Я выхожу на середину дороги с какой-то ясной целью, давно разосланной по всем конечностям и потому невыразимой словами. Видимо, зря. Торможу и оглядываюсь. Чувство брошенности пролетает навылет, но оставляет след. В самом деле, почему так безлюдно? Где мячики с мальчиками, где рыбаки? Кто-нибудь в этом городе ещё умеет шевелить нижней частью тела?

Умеет. Целых две фигуры. Они идут в мою сторону не спеша, успевая прописаться в пейзажах весьма выгодным образом. Идут вместе, не отпуская друг друга (в отличие от некоторых) не только из жизни, но и из объятий.

Вот это уже интересно. Кто из наших с кем замутил, почему я не знаю?

Никто; чужие люди, взрослые, мужчина и женщина средних лет, старше меня раза в три; может, даже старше моих родителей. Хотя выглядят молодо. Или просто ведут себя так. Улыбаются, смеются, шепчут на ушко, склоняют головы друг другу на плечо и рисуют пальцами воздушные фигуры, видимые им одним.
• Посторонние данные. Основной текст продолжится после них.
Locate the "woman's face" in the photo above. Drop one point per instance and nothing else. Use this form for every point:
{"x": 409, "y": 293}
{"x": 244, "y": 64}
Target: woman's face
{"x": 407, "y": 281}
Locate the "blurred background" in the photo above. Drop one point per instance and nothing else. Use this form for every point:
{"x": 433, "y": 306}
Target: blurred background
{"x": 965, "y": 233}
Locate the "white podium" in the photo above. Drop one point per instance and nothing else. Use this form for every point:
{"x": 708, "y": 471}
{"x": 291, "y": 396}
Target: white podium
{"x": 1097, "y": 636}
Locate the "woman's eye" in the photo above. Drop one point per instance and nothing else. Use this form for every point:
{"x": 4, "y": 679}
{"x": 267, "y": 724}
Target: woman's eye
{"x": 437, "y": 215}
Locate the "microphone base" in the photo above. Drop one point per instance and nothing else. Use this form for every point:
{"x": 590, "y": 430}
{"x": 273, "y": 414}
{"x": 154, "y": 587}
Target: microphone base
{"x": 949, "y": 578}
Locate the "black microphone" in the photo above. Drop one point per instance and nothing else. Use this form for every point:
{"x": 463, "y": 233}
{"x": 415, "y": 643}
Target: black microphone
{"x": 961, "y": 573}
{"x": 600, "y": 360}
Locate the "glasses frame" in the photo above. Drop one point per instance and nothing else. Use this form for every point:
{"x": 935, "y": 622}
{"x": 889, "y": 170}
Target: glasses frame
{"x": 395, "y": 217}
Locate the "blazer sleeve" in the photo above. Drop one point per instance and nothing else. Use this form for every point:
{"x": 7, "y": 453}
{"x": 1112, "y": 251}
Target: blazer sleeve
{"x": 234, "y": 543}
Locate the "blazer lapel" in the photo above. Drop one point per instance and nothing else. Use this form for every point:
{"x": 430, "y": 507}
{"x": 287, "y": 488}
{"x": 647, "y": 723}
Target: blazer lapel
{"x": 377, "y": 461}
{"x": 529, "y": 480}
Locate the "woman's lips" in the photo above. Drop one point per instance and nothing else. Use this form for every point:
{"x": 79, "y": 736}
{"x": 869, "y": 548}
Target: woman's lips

– Здравствуйте, – зачем-то говорю вслух, хотя специально отошёл к фонарю, чтоб не заметили. Даже улыбку напялил, идиот. Сейчас опомнятся, начнут орать, что я довёл их сына до боли в ягодицах или дочь до боли в других местах… да никого я не доводил, сами за своими детьми следите, а мне вообще…

– Здравствуй, – молвит женщина нежным контральто. – Как дела? Ты один гуляешь?

– Я? Ага. Да. Один.

– Как мама с папой?

– Ничего, нормально. Спасибо.

– Всё в порядке? Ты какой-то грустный.

Да нет, не грустный я. Я удивлённый. Они смотрят на меня как на любимого племянника, не размыкая объятий, и я, глядя на них, волей-неволей вижу вестников из страны вечного счастья и весны. И по ходу дела замечаю, что у мужчины синяк на подбородке и чуть выше, под скулой, а у женщины рассечена бровь и нехорошая ссадина на щеке. Однако же!